When they returned, “there wasn’t a single piece of land that didn’t have African oil palms planted on it. And the chemicals (pesticides) had deteriorated the land,” she says.
The families in Camelias depend on farming. “We tried again. Despite the fear, we planted the plantains that you see over there,” and rice and corn, and started to raise a few chickens “to be able to eat,” Chaverra says.
With the harvest from one hectare of corn they buy sugar, salt, soap and cooking oil. But when they need something from Puerto Brisas, Chaverra sends someone else. “Many of us don’t cross to the other side. Me, I don’t even go to the edge of the river,” she says.
“We are all under threat, especially me because I was the legal representative of the two river basins for six years,” she adds.
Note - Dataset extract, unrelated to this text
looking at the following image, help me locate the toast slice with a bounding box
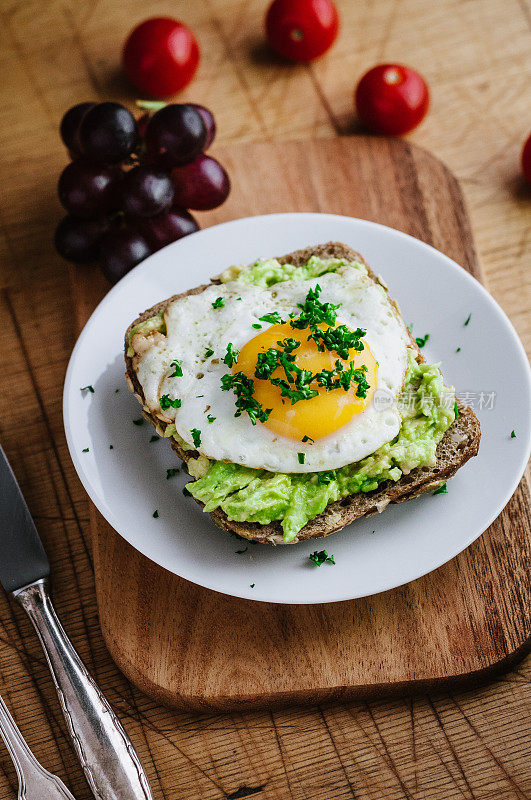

The military base “watches out for the interests of the companies, we know that because we have seen it,” she says. And the paramilitaries? Chaverra holds her two index fingers next to each other, and says “they’re together.”
During a community assembly they all debate, gesture and draft statements. Chaverra, who speaks at the end, doesn’t beat around the bush: “What the ministers should have told us is that they are immediately going to evict the invaders from our land,” she says.
The ministers of agriculture, Juan Camilo Restrepo, and the interior, Germán Vargas, visited Camelias in March, to formally recognise the local community’s collective ownership of the two river basins.
The government did so in compliance with several Constitutional Court verdicts in favour of the traditional inhabitants of the area, issued after the community began its legal battle in 2000 with the help of the Inter-Church Commission, which also receives constant death threats.
The court rulings also ordered outsiders who occupied the land of displaced persons to move out. But the ministers didn’t mention that aspect, and the police have done little to nothing.
Conservative President Juan Manuel Santos promised that during his 2010-2014 term in office, his government will distribute two million hectares of land to peasant farmers, by returning land seized from them and issuing formal land titles, which many small farmers lack even when the property has been in their family for generations.
The goal for 2011 is 500,000 hectares, but the official figures indicate that of the 217,000 hectares distributed so far, only 14,000 involved the restoration of land to the original owners.
The people who have occupied the land around Camelias are not to be trusted. In June, one sexually assaulted a four-year-old girl and fled, after another did the same with a 10-year-old girl just a few weeks earlier.
In May, the Ministry of Agriculture reported to the public prosecutor’s office the attempted rape of two women in the area. An unarmed group of activists from the UK-based Peace Brigades International (PBI) had driven the attackers off.
In June, the Inter-American Commission on Human Rights asked the Inter-American Court to expand the provisional measures to the areas surrounding the humanitarian zones.
In December, waves of squatters, poor but intimidating, began to flood into the Curbaradó basin. They warned that if they were bothered, “there are three possibilities: club, machete or lead,” Chaverra says.
“The business owners who drove us out are behind the invasion,” she adds.
“They want us to clash with them, to be able to say ‘it’s a fight among peasants’. We have avoided that,” she says. “We want them to be evicted legally from our territory, by peaceful means, by the authorities.”
A census is now being carried out, under the orders of the Constitutional Court, and elderly inhabitants like Chaverra can play a key role in identifying members of the traditional community, and determining which people are invaders who should be evicted.
More than 1,000 hectares in the area have been occupied and time is pressing. “The farms of five of our families have been invaded. We don’t have anywhere to plant even a clump of rice,” says Adriana Tuberquia.
“We had plantain crops and the invaders cut the plants down to plant corn. We’re desperately waiting for them to be evicted,” she says.